OJK tak menginginkan apa yang
terjadi pada Kredit Usaha Rakyat (KUR) merembet ke yang lain. Kemacetan KUR
tahun lalu mencapai 4,2%, padahal batas toleransi kredit macet adalah 5%.
Kenyataan ini membuat pemerintah memangkas KUR sebanyak 30% menjadi Rp 20
trilliun pada tahun ini. Agar tak kecolongan lagi, pemerintah juga tak lagi
menggunakan BPD sebagai penyalur KUR. Sekarang hanya BRI, BNI, dan Mandiri yang
diberi kepercayaan menyalurkan KUR.
Masyarakat belum paham benar dengan
kebijakan ekonomi Presiden Joko Widodo dengan kabinet kerjanya, yang masyarakat
rasakan adalah harga BBM naik tinggi dan turun sedikit padahal harga minyak
dunia lagi jatuh, harga-harga barang di pasar melambung tinggi, belum lagi isu
PHK masal dari berbagai perusahaan besar yang siap angkat kaki dari Indonesia.

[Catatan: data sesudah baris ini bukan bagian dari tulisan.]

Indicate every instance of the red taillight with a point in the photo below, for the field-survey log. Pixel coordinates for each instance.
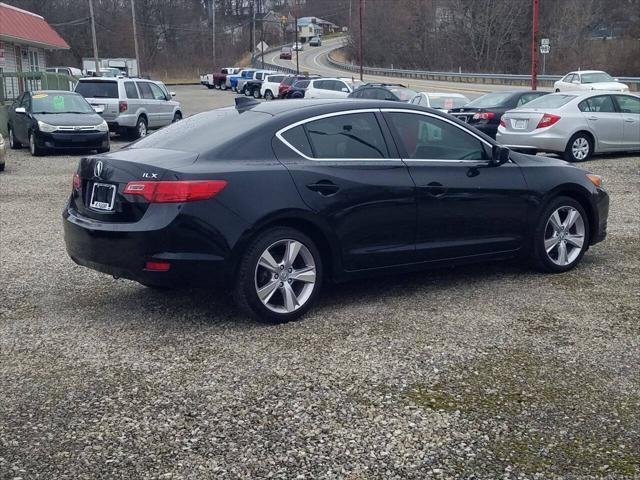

Sejatinya Masyarakat Ekonomi ASEAN (MEA) yang telah di berlakukan di
negara-negara ASEAN bisa kita mamfaatkan sebagai ajang menunjukan jati diri
bangsa dalam bidang perekomiaan tapi apa daya negara kita masih sebagai
penonton dan siap digempur oleh tenaga kerja asing dan produk luar negeri yang
berwara-wiri di Indonesia. Ada apa
dengan perekonomian negeri kita? hingga reshuffle di Kabinet kerja Jokowi belum
lama inipun belum bisa meningkatakan perekonomian di Indonesia. Dan secara fakta Indonesia belum siap menghadapi MEA dan pasar
bebas.
Kondisi
Ekonomi di Aceh
Setali tiga
uang dengan perekonomian nasional, Pertumbuhan ekonomi Aceh melemah pada triwulan II tahun 2015 sebesar
-1,72%, jauh berada di bawah proyeksi yang dibuat pada triwulan lalu yang
diperkirakan pertumbuhan ekonomi sebesar 0,54–1,54%. Perekonomian Aceh pada
triwulan III diperkirakan masih akan terkontraksi sebesar 1,84%-0,84%.
Demikian hasil kajian Bank
Indonesia (BI) terhadap Ekonomi dan Keuangan Regional Provinsi Aceh
Triwulan II 2015 yang dipublikasikan lewat laman resmi BI pada Agustus ini.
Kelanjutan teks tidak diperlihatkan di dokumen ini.